Agreed. Further, Darwinian natural selection does not account for all evolutionary genetic change. There is also the "Neutral Theory of Molecular Evolution" to consider. Here are the two founding primary papers:
Evolutionary rate at the molecular level (Kimura, 1968)
Non-Darwinian Evolution (King & Jukes, 1969)
As for you risking being 'quote mined', such would also reveal the intellectual dishonesty of those whose argument otherwise can't cope with scientific nuance and uncertainty. There remain extremists in all areas who are "often in error but never in doubt". It is they who do science and theology a disservice. Would that they could exercise more humility, rigor and accuracy, but then they'd have no argument.

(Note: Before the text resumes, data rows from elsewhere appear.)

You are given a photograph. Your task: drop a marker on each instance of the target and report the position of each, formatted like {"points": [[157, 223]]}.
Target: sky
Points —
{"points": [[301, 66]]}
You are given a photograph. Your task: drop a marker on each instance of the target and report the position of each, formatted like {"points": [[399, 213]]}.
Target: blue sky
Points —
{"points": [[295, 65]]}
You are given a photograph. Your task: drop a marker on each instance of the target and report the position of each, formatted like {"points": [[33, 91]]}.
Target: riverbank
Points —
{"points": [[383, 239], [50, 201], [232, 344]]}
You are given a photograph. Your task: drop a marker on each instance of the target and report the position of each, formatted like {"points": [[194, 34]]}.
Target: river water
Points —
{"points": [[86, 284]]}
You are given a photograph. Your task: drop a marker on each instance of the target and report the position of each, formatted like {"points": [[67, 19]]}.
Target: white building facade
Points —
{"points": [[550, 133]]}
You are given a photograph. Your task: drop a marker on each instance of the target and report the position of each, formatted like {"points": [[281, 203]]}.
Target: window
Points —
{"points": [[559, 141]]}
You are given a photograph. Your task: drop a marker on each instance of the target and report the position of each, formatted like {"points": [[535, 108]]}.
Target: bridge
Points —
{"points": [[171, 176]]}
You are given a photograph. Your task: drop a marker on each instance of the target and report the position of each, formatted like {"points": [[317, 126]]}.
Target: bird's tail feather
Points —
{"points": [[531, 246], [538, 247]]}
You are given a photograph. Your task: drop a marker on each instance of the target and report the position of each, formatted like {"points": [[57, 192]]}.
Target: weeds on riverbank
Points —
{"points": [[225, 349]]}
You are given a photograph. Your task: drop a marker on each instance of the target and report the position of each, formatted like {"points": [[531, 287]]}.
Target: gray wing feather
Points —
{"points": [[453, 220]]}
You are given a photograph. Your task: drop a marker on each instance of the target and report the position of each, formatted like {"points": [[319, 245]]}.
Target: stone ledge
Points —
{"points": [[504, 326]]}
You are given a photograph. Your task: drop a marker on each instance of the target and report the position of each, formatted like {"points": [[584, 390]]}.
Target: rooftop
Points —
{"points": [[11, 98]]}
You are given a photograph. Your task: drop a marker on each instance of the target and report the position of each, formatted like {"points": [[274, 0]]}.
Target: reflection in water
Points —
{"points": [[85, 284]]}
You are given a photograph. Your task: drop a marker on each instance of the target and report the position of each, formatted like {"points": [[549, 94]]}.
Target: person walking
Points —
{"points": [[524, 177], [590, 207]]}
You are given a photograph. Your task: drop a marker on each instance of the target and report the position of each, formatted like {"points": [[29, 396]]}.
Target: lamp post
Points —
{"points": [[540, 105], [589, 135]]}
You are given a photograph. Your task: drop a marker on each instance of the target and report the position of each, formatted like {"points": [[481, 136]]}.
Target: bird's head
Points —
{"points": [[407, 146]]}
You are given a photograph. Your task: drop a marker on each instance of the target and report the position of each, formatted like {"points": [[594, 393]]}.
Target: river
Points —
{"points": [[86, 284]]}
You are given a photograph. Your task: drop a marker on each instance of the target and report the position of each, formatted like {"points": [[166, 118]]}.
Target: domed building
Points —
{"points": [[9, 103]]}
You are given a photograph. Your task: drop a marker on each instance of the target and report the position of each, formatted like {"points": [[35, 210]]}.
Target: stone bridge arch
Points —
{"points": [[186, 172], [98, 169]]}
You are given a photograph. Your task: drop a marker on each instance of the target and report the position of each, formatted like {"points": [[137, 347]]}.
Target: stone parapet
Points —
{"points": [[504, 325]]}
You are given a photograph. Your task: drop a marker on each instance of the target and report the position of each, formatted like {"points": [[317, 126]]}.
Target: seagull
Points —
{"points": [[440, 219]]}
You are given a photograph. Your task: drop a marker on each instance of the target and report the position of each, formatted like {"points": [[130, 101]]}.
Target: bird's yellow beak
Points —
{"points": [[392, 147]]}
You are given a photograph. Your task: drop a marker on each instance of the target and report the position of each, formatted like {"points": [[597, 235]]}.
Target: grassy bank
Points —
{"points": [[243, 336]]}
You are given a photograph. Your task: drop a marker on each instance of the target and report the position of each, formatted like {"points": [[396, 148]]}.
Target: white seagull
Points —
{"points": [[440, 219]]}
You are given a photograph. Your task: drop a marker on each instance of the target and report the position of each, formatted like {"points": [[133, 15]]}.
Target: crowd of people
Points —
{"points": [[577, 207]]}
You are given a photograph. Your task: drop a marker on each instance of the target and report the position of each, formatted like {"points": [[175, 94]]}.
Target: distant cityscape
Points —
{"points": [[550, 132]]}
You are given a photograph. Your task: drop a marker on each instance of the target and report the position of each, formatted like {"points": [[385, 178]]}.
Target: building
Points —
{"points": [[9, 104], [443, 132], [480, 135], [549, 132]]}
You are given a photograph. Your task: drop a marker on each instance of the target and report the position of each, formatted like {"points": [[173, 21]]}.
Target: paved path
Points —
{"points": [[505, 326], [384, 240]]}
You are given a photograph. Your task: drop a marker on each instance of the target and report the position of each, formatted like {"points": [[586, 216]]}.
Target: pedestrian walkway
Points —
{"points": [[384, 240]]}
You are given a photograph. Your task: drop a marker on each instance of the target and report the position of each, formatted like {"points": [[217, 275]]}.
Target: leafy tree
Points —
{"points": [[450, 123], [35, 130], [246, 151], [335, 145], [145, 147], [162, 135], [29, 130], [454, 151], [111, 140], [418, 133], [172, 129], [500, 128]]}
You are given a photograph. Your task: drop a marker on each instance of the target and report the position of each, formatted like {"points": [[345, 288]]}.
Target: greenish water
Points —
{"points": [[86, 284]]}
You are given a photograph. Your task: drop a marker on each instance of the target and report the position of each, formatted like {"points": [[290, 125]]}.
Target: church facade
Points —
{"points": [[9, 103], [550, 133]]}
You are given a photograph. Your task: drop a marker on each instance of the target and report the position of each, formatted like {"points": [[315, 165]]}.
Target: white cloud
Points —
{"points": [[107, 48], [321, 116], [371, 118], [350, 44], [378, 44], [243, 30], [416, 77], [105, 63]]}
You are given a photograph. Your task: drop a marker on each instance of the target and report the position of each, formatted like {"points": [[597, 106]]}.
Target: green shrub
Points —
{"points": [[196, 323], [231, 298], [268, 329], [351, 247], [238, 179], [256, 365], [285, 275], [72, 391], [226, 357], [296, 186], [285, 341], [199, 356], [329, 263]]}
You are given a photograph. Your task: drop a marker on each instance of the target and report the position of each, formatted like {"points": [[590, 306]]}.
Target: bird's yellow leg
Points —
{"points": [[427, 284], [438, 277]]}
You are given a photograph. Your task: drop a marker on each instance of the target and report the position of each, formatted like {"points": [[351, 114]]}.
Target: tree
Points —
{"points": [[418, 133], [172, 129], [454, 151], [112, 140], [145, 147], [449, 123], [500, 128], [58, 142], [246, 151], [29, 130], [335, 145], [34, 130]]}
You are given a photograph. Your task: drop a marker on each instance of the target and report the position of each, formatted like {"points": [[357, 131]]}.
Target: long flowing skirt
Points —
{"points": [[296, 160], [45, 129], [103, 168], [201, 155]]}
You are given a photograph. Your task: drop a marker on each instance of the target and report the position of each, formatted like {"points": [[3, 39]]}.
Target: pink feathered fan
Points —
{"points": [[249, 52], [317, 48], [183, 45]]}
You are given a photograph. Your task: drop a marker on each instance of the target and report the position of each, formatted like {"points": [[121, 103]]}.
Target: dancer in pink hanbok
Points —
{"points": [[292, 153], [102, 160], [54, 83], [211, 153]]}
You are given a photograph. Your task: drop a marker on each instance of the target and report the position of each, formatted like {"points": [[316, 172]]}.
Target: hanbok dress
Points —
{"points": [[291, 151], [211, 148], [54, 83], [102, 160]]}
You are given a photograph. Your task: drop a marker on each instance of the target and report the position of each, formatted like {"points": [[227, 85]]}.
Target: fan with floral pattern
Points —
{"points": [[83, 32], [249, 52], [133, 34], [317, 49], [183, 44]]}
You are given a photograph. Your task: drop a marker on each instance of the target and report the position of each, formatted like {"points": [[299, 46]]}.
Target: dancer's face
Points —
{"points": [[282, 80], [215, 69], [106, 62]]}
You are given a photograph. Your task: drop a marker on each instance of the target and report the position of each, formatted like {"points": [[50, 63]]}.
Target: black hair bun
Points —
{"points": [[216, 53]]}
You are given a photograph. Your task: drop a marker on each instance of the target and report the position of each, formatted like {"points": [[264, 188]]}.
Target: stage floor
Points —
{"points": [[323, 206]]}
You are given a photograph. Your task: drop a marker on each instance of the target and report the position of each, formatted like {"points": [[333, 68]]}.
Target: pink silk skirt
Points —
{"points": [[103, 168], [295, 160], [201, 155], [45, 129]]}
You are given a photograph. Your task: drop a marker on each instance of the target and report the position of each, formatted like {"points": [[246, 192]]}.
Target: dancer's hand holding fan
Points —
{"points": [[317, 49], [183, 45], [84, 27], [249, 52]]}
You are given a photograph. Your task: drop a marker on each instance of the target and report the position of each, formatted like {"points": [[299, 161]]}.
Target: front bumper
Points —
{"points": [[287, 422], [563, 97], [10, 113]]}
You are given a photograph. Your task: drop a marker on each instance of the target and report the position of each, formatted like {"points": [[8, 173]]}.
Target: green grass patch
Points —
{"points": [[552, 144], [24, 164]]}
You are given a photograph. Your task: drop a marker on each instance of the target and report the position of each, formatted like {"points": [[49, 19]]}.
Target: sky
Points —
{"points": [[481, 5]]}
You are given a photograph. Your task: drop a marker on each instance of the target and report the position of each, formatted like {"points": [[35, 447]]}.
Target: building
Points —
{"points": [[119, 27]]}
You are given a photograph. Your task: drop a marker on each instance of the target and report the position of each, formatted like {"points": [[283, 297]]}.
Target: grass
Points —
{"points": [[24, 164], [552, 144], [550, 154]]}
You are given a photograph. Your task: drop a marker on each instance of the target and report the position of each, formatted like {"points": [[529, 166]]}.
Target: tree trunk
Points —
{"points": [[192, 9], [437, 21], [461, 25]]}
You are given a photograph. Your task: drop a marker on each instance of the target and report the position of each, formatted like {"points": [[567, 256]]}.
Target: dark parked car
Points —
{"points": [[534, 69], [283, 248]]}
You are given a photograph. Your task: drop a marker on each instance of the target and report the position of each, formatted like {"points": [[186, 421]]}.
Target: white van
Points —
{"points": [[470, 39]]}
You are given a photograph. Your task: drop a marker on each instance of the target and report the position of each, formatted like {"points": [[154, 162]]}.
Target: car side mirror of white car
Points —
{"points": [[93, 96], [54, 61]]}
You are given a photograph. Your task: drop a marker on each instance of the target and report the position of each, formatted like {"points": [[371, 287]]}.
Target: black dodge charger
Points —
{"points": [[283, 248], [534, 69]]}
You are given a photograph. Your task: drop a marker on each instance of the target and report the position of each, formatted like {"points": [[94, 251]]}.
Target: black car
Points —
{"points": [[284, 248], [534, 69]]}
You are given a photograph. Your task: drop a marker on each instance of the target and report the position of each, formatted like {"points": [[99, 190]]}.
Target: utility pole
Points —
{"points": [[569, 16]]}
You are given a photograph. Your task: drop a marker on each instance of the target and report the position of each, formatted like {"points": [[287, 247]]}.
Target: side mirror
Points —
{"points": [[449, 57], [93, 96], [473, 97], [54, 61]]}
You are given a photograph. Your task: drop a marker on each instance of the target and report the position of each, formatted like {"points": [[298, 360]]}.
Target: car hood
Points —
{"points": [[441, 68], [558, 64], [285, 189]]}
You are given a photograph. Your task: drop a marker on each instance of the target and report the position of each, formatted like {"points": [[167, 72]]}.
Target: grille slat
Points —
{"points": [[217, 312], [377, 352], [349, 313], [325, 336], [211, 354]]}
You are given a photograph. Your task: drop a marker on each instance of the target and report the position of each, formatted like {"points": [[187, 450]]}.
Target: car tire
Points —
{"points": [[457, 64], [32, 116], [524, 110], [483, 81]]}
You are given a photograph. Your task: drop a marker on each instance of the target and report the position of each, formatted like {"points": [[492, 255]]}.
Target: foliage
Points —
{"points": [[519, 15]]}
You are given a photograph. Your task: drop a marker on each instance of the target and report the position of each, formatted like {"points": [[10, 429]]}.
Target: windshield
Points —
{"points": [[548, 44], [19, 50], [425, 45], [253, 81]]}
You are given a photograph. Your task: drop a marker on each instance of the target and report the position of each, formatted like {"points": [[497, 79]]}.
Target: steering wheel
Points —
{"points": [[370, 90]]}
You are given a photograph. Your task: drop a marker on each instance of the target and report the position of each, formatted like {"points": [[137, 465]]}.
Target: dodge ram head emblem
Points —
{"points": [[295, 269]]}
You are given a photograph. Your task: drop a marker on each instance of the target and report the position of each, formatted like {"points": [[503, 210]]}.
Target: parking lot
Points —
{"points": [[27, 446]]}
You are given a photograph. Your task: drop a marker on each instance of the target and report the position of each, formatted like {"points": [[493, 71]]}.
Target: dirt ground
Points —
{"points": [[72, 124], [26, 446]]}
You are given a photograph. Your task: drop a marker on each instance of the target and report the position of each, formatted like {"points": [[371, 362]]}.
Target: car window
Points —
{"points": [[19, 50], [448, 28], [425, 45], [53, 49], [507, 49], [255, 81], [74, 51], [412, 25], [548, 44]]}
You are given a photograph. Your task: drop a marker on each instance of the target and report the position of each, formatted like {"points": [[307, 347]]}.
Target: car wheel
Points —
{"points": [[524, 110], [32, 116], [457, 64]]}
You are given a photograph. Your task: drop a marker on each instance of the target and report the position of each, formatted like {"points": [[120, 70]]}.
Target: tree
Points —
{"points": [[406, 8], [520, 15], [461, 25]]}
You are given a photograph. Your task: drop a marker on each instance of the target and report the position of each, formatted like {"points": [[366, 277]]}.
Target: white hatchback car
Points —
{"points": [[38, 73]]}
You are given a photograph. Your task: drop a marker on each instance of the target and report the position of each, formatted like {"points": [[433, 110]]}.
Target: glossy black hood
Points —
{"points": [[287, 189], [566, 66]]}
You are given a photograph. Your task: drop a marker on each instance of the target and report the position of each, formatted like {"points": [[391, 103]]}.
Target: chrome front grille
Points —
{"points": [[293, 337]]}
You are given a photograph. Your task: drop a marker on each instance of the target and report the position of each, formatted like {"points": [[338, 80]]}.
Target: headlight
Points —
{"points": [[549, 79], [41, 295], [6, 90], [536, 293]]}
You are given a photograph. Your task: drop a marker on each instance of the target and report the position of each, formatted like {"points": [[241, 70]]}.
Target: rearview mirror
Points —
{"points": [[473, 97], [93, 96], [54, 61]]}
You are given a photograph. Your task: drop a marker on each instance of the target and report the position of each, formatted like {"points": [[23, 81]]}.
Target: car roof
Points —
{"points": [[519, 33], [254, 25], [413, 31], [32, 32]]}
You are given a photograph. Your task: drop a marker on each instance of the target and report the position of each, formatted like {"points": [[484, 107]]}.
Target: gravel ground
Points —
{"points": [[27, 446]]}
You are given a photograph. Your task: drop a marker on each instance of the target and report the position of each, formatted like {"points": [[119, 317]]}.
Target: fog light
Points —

Scott Hatfield . . . . said...

I find absolutely nothing in your prior post that I would not affirm in the strongest terms. I actually have an essay project that I give as a summary assessment to my high school biology classes on evolution, and one of the possible topics they can pick (few do, for obvious reasons) is the 'neutral theory'.

Again, if 'TENS' is taken as being synonymous with the original 'modern synthesis', and only consistent with those things in the original formulation, it would be something like dogma and I wouldn't hesitate to reject it. The irony, of course, is that the scientific community holds no such position. Even ultra-Darwinians like Dr. Dawkins admit endosymbiosis, Kimura's work, etc.

The problem on my side of the aisle is to a large extent not the evident pluralism of causation (which is widely accepted) but rhetorical overkill on behalf of the one agency that is well-characterized (natural selection). Sometimes that rhetorical excess just reflects the relative confidence the writer affords natural selection in the scheme of things. I am sure I am not making any great admission, though, when I acknowledge that on occasion the motive is less innocent, representing the cooption of a pretty decent theory for a political and theological agenda.

Anonymous said...

Scott Hatfield:

‘The Making of the Fittest’ relies more heavily on the work of others, and it’s more user-friendly than the other book, but there’s plenty of evidence presented, with plenty of citations.

Ok, perhaps then I was misinformed. I will try to verify the presence of citations and get back.

Update:

So, I got to a bookstore today and did browse "The Making of the Fittest", mostly chapter 3 "Immortal Genes". As my 'informant' told me, there were no footnotes within the chapter, nor were any passages footnoted. Credits were given for the photographs. At the end of the book is an appendix with "further reading suggestions" organized by chapter with some very general hints as to what kind of topic dealt with in the chapter can be found discussed somewhere (but no specific references) within the suggested further reading material.

As I suspected, it is just a popularization with no citations given as to where to look to get the background supporting material on some factoid - certainly not like research papers where most factoids are footnoted and cited to aid in followup research.

The reader is forced to read all the suggested material in its entirety for at least the chapter, and then guess at what portions Carroll deemed pertinent to his writing.

Otherwise, the reader is forced to accept the author's opinions verbatim, there is no recouse to check on what his specific claims are based.